La iniciación a la juventud llegó con la borrachera obligada los “viernes culturales” en un cafetín del parque Santander, donde escuchaba tangos, y con David García Peña, lo más cercano a una estatua griega, a quien consideró su único y verdadero amigo. Con él y con otros amigos, todos de la alta sociedad bogotana, se dedicó a sus dos grandes pasiones: el cine y la música. Frecuentó las salas de cine de El Chile, el Tirso de Molina donde presentaban viejas películas mexicanas y españolas, y El Coliseo con el último cine
europeo. En la fiesta de grado en una casa del Antiguo Country, circularon cachos de marihuana, pero nuestro personaje, lejos de desordenarse, se sorbía el mundo con avidez intelectual, siguiendo en la Televisora Nacional el programa de arte de Marta Traba, a
quien dedica una oda.

Cuando Bogotá comienza a asfixiar a Cristian Manos Alba Gómez –un Sin remedio al que le encuentra cura– hace su primer viaje de iniciación a los Estados Unidos, país menos inhóspito entonces con los inmigrantes, pero la fatalidad le niega la larga estadía deseada en Boston y regresa a Bogotá con el sueño truncado de ser músico. Sin embargo, vuelve a intentarlo, y en esas idas y vueltas radica el drama de quien no logra echar raíces, y adormece sus frustraciones con el opiáceo de la ironía, en la más eximia tradición
de José Asunción Silva, tan citado en este libro (“El poeta bogotano era un jinete sin cabeza que me hería con los fulgores de su espada, a su paso por los castillos y parajes desvanecidos en la inasible bruma de mi infancia”, pág. 45).

En Nueva York, adonde va a visitar a una de sus muchas tías, compensa la falta de papa criolla y de agua de panela con las visitas a los museos y las exploraciones nocturnas al Central Park. De vuelta a Boston, donde se le acaba la vida de señorito, comienza a
trabajar en una fábrica para pagarse su manutención, cuando cae enfermo de tuberculosis y termina internado en un sanatorio. El destino empieza a mandarle saetas, y ensaetado queda, cual san Sebastián, el santo más sensual del santoral, muy a tono con el mundo de
impúberes que se abre a los ojos de Cristian, hiperestésico, observador incansable, de espíritu refinado e ímpetus de aventura, que pasa del cálido regazo de las mujeres de su familia, al torso resbaloso de sus amantes. En el sanatorio perfecciona el inglés y crea una hermandad con otras víctimas del bacilo de Koch, hasta que meses después la enfermedad de su padre lo obliga a regresar a Bogotá, ya recuperado. El clan familiar pasa su última temporada en una quinta de recreo de Engativá, donde muere el padre de un cáncer de pulmón. Luego llegaron los sesenta para Cristian, con su apariencia de “Beatle sin guitarra”,
y los amores rodeados de misterio y de buen gusto, nada sórdido, porque siempre abrevó en la burguesía ilustrada.

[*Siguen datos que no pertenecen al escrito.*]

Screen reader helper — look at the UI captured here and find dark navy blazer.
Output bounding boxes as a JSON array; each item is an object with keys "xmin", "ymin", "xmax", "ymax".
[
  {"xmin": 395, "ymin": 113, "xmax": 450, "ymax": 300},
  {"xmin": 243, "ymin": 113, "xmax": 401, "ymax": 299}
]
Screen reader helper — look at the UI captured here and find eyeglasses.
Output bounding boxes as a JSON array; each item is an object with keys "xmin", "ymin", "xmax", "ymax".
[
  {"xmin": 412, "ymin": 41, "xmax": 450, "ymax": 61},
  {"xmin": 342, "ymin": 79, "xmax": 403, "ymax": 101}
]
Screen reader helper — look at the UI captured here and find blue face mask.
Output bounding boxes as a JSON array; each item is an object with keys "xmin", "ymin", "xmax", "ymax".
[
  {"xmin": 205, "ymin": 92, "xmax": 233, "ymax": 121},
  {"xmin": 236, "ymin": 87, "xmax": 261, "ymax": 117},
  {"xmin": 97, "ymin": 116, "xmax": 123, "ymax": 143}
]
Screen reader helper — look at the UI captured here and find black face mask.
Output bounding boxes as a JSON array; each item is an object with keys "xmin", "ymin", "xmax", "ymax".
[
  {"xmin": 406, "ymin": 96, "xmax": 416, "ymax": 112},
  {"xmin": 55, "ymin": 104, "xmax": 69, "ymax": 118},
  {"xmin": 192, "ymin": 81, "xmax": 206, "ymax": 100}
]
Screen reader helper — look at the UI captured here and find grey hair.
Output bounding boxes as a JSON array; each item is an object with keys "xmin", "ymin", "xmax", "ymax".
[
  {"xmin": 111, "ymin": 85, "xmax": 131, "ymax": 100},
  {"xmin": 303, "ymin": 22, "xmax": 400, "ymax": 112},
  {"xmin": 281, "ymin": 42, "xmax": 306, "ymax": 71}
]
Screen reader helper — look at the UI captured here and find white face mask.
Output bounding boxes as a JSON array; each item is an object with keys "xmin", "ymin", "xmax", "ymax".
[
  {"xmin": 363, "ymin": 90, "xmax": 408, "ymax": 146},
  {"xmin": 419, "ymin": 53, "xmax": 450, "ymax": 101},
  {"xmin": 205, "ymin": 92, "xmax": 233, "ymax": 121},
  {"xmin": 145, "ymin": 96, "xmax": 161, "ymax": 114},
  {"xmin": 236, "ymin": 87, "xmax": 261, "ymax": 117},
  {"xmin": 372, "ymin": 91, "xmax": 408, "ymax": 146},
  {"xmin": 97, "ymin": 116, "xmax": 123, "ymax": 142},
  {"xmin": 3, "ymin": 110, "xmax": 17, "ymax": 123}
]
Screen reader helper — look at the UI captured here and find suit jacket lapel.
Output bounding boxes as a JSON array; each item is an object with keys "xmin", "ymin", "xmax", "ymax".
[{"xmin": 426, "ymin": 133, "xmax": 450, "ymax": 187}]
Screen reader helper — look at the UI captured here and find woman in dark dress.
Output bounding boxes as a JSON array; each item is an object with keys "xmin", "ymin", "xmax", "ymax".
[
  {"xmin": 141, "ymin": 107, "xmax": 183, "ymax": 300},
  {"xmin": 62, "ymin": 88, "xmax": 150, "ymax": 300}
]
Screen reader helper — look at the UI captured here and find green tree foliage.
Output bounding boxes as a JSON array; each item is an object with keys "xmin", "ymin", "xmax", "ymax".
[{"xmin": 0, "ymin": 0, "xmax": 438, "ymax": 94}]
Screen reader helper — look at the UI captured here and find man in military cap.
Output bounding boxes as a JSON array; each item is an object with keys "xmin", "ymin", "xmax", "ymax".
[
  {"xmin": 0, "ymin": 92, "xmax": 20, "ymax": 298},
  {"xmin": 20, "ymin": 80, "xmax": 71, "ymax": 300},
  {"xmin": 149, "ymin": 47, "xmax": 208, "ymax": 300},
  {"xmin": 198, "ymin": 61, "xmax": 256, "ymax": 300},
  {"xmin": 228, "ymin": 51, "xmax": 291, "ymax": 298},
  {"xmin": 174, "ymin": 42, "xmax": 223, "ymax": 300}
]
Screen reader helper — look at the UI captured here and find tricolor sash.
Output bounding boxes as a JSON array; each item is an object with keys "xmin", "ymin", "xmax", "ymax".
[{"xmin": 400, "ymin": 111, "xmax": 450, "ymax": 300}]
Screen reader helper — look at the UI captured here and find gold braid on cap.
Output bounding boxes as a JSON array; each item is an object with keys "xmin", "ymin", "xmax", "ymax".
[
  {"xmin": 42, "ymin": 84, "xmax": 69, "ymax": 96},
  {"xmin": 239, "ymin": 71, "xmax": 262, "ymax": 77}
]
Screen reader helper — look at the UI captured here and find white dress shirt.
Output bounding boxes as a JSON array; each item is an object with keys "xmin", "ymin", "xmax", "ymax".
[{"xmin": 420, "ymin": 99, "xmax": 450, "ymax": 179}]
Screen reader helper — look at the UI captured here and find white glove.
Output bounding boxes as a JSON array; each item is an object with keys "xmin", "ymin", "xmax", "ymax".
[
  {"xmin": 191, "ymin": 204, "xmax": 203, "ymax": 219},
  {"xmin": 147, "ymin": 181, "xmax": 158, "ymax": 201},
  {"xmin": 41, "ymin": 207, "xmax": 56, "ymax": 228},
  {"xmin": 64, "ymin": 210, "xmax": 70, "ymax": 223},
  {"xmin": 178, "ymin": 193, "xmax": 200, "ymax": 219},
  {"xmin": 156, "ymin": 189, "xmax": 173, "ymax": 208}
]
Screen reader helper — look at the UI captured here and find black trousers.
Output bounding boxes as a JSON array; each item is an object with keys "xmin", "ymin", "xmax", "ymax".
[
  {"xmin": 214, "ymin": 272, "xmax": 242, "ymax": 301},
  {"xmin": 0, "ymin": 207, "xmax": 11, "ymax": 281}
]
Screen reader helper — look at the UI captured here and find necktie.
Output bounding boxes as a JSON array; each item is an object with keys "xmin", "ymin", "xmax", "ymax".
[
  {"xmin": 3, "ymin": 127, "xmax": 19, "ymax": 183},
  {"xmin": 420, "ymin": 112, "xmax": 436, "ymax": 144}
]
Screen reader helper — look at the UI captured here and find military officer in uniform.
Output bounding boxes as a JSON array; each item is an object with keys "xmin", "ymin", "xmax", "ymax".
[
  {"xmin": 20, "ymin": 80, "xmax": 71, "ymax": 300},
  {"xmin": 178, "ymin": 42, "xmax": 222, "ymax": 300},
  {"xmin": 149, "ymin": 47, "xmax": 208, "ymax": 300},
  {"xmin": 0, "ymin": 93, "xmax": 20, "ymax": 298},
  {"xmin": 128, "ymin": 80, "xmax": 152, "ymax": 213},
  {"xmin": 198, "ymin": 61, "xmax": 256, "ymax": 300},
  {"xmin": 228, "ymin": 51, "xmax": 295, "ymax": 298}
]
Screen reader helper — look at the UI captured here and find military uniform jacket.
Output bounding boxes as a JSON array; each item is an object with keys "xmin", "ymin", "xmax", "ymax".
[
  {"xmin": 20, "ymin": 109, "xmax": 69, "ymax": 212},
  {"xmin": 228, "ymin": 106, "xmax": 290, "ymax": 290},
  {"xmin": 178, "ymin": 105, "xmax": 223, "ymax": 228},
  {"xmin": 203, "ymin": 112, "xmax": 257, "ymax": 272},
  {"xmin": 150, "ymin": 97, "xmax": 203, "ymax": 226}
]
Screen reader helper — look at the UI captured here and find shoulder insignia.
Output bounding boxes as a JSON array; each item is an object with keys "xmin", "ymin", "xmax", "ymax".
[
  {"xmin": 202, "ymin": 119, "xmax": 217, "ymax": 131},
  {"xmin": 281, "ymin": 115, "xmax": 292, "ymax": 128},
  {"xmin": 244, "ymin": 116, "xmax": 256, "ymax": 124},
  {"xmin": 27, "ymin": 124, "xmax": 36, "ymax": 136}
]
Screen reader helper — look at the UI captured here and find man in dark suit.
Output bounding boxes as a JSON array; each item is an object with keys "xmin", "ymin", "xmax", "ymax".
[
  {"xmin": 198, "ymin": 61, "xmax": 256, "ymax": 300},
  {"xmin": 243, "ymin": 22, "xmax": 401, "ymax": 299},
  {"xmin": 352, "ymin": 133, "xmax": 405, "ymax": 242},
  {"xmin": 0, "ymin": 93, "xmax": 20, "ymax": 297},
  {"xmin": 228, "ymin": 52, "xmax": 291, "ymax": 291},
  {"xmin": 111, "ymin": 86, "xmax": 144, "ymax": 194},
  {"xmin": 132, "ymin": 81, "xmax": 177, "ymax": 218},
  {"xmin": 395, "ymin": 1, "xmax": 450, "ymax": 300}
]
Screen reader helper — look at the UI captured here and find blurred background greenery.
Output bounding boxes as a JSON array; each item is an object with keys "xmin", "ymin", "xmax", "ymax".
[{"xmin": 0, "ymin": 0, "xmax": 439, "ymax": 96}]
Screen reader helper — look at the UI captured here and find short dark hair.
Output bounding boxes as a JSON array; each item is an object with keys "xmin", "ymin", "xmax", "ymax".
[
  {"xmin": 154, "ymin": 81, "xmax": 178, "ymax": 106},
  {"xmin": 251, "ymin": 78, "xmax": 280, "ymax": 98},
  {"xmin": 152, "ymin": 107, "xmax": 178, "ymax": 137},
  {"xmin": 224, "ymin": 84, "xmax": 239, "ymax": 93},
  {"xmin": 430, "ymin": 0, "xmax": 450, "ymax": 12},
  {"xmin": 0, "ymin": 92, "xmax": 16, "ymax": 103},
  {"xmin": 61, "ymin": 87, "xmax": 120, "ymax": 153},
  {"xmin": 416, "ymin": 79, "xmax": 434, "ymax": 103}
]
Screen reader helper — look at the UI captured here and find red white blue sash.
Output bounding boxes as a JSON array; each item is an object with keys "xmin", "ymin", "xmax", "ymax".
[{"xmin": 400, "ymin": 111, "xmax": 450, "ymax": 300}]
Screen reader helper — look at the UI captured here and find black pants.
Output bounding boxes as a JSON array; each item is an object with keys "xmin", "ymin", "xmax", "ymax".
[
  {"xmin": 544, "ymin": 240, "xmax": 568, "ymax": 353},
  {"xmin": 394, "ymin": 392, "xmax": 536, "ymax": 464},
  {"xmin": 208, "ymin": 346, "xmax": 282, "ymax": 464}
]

En el segundo viaje a los Estados Unidos, menos azaroso en tanto cuenta con el mecenazgo del amigo, la música es su principal objetivo, pero el fracaso amoroso lo descentra de sus estudios. Osma quiere convertirlo en un dandy, “en el Lord Douglas de Oscar Wilde”, y él se resiste. Esta última parte de Un siglo de ausencia quizá no tiene la frescura narrativa inicial porque ya pesa en los personajes el existencialismo, corriente en boga en esos años sesenta. De otro lado, el hecho de que Cristian haya tenido la suerte de tropezar en los Estados Unidos no con latinos desventurados y en permanente rebusque, sino con artistas sensibles, ricos y generosos, o con inmigrantes de todas las nacionalidades que hacen cadenas de solidaridad por el necesitado, le resta un poco de verosimilitud a la historia, que termina pareciéndose a una versión neoyorquina-bostoniana del Cuarteto de Alejandría de Lawrence Durrell, donde los fascinantes personajes se mueven en ciudades igualmente fascinantes, al tiempo que el autor realiza un estudio minucioso de las emociones, del amor y el erotismo. El siguiente viaje será de pocos meses, a Londres y París, suficientes para cauterizar las heridas del corazón antes de regresar a Bogotá con los suyos.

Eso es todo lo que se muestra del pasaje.